Sam's Profile

Sam Ogden


The state of Texas has produced some of the sharpest, wittiest minds in the country. It also produced Samuel "Sam" Ogden.

Sam developed a wonderfully skewed vision amid the expansive and varied backdrop of the Lone Star state that would help later in life when he would finally turn to writing. Fortunately, the condition was easily corrected with some prescription lenses and some eye drops, and his writing became what it is today.

Growing up surrounded by churches and self-righteous people wasn't easy for the semi-precocious kid. Those often irrational and erroneous influences occasionally had an adverse effect on his worldview, his reason and judgment, and his ability to pick up chicks. He was dumped as a lover more than once by Baptist and Catholic girls alike for an offense the church calls "asking questions".

In his youth, Sam was often emotionally untethered, as he was unable to recognize the stabilizing factors that were right in front of him. He searched for his real father for nearly a decade before realizing that he wasn't adopted, and for some reason he called his mother "Larry" until he was 15.

Early in life, Sam worked as a greens keeper at a Houston area golf course, even though they didn't pay him or even acknowledge his existence. It was there that he nurtured a love for the game and an ambition to become a professional golfer. Fortunately for the literary world, he developed an irrational fear of multi-colored polyester and a slight aversion to sobriety while attending the University of Texas, and his links dreams were shattered.

Undaunted, however, Sam turned to sculling as a way to fill his love of sport, and to earn an easy credit that would keep him from being kicked out of school.

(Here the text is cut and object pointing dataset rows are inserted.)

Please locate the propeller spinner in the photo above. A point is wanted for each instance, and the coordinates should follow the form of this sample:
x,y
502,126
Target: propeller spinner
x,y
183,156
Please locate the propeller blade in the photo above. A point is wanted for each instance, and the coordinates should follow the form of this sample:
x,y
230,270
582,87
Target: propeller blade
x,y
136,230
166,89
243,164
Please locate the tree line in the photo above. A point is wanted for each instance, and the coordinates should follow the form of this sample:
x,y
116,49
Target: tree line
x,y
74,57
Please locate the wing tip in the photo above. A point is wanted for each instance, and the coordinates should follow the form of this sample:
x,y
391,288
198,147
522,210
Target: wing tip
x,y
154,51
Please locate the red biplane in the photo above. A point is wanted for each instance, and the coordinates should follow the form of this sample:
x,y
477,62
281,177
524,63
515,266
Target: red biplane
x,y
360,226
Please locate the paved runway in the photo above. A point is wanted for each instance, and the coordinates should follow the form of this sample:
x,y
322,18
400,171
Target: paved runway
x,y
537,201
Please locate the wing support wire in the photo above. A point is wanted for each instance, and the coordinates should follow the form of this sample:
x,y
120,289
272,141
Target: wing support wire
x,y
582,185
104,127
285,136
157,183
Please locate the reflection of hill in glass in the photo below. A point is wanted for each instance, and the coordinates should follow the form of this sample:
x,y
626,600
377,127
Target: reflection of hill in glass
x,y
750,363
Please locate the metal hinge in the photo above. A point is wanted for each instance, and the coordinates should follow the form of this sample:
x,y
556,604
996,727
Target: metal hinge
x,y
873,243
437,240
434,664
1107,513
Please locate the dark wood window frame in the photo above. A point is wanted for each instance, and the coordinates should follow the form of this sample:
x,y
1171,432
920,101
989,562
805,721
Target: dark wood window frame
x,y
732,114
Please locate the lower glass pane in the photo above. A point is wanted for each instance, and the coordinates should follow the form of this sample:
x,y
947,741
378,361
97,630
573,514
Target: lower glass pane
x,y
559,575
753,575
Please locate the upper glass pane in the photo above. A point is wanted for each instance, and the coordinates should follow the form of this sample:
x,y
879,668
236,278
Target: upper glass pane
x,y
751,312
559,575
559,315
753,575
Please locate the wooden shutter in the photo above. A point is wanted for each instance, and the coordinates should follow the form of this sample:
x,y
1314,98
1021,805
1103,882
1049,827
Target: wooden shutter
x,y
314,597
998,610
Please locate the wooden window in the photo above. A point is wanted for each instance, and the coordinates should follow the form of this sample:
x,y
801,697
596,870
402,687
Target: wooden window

"Sculling is a metaphor for life," Sam insists. "The harder you pull on a stick, the faster you glide across the surface."

For the remainder of his college days, that vaguely nonsensical philosophy kept Sam in the top three-quarters of his class and earned him a reputation as an adequate if not underdeveloped oarsman.

His college career might not have been stellar, but at least it was awkward and uncomfortable for everyone he encountered.

To make ends meet while at UT, Sam bought tweed jackets wholesale and resold them to uppity English and History professors, and often worked on new comedy routines at open mike nights around the Austin area.

His routines, however, were deemed unfunny and morose, as the comedy world seemed unprepared for a performer who stood alone onstage reading obituaries with a silly accent. Its tastes were more sophisticated at the time, leaning more toward performers roller-skating around the stage, smashing fruit with a sledgehammer.

Upon graduation, with a briefcase full of ambition, determination, and some pens, Sam hung up his oar and his microphone, and stormed into the adult world with abandon. He started the South East Texas chapter of the Zamphir fan club, and went to work as a freelance writer all in the same year.

As a freelance writer, Sam learned firsthand the meaning of the term "slave labor" when a particularly nasty editor loaned him an unabridged dictionary. From then on, the freelance game was never the gilded career it had once been, and he was forced to find other employment.

Fortunately, the computer/software industry needed people who could string sentences together in a coherent manner, and after practicing for a couple months, Sam finally landed a job as a technical writer.

The computer/software game afforded him things he had never had before, like a paycheck and deodorant, and he was able to hone his creative writing skills at nights and on weekends and when the boss wasn't looking.

Sam has written several novels and a multitude of short stories, all of which are unpublished, but his technical manuals flood the Internet, computer boxes, software packages, and dumpsters the world over.

Aside from his writing, Sam is proud of his talents as a part-time ventriloquist, and never fails to wow people at the bars and pubs he visits regularly by displaying his ability to operate chopsticks with his toes.